KETCHIKAN, Alaska — Open windows let you sleep with the sea air in your face, air with the tang of salt, the fragrance of fresh snow. Background music is the swish of the ship's wake, an occasional high-pitched cry of a bald eagle or the slap of a humpback whale's flukes.
Can this close connection with the deep-blue waters of Alaska be experienced on a cruise ship?
Yes indeed, especially if it is one of the small Explorer Cruise Lines ships offering passengers a wilderness adventure in the Inside Passage.
In Glacier Bay, naturalist Ken Russell of the National Park Service pointed out two large white mountain goats scampering across the face of the shear rock cliffs 800 feet above us.
A Flexible Pace
"Ninety percent of our visitors come by large cruise ships," he said. "They've got aerobics, enclosed swimming pools and seven meals a day, but probably no captain who'll idle the engines for a goat.
"The big ships draw 30 feet of water and can steam into the deeper bays to see glaciers, but we, with only an eight-foot draft, nudge right up and land our passengers on the ice. Until you see the glacial crevasses and pools close up, you can't believe what an intense blue they are. Take your cameras for those icy sapphire pools."
We stayed on the bow watching the Arctic phenomena; the first to sight a brown bear at water's edge gets a bottle of champagne.
Just when you think of ducking into your cabin for another layer of clothing, a stewardess steps out on deck with mugs of hot chocolate and coffee. For the less hardy, one can see panoramas and close-ups of this silver, green and white world from the water-level windows in the dining room or in the Lookout Lounge.
A slide show about glaciers may be interrupted by the captain's voice on the ship's speaker: "We're reversing our course for killer whales. Bring your binoculars up on deck. Four different pods of Orcas are performing for us."
Males with their tall dorsal fins led youngsters and females in balletic leaps. They seemed to enjoy breaching, blowing and sounding for a rapturous audience as Capt. Peirce followed them quietly for 45 minutes.
The marine shows were the main events, but we also had optional shore excursions every day of the weeklong cruise.
At Sitka, tenders carried passengers from the large anchored cruise ships to waiting buses, but Explorer's passengers felt a bit smug walking down the gangplank from our docked ship.
It's easy to wander over to see the old Russian Orthodox Cathedral with its priceless icons dating from the Renaissance. Some of us hiked the Sitka National Historical Park trails, admiring totem poles and Tlingit Indian artifacts, blissfully independent of shuttle boat schedules. We checked back on board as we wished.
The three-hour river rafting excursion at Haines is half thrill, half nature study. Guide Katie skillfully rowed the inflatable around whirlpools and rocks and through less-than-fearsome white water while she pointed out eagles' nests, deer, arctic terns and schools of young salmon.

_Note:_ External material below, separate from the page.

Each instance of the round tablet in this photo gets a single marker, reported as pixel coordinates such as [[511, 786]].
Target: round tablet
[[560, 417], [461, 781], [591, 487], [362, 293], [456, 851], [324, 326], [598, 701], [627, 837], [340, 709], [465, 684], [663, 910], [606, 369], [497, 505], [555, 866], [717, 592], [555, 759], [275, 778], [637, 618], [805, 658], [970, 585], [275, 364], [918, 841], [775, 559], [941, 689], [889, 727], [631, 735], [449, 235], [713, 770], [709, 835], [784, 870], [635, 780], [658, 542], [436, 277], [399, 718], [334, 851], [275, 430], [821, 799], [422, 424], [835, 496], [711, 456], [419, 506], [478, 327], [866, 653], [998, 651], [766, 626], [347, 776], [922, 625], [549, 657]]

"Flightseeing" can mean float planes or helicopters. For a landing on Mendenhall Glacier, four people went up at a time. Otis Davis, 89, was thrilled with the glacier walk.
"Since I was only 4 years old on my last trip to Alaska, I remember only what my mother told me about it," said Otis. "She'd never believe I'm doing this!"
There are shows by Archangel Russian dancers at Sitka and Norwegian dancers in Petersburg and a great salmon bake with entertainment by the Chilkat Indians at Skagway.
View of Habitat
The jewel of Juneau is the Alaska State Museum. After having seen hundreds of eagles from the ship, we got a chance to see their habitat at close range. A circular ramp spiraled a Sitka spruce supporting an eagle's nest.
"Do you know," asked the guide, "how much these nests weigh? The largest ever measured was found in northern Ohio and weighed two tons. They are handed down from generation to generation, and commonly weigh close to one ton."
Even in this narrow panhandle of southeast Alaska the climate varies wildly. Ketchikan averages 168 inches of rain a year while Skagway gets only 28 inches. Rhododendron and giant conifers thrive in the rainy regions, but Skagway blooms like California.
The waterways can be counted on to give us a great show at any season, rain or shine. All summer in Tracy Arm the twin Sawyer glaciers keep the inlet choked with pan ice and icebergs. The ranger said, "It's always glassy in here, with lovely reflections from the surrounding snowcapped mountains. The wind has to be blowing from a very unlikely direction to get into this fiord."
Shutterbugs snapped a black oyster catcher perched on one sky-blue iceberg that was so dramatically sculptured it could be an entry in a winter carnival.
Satiny black harbor seals populated the bay. Each mother with a newborn pup, basking on her own private "bergie bit," slid into the water as we passed and popped her head up like a periscope to observe us.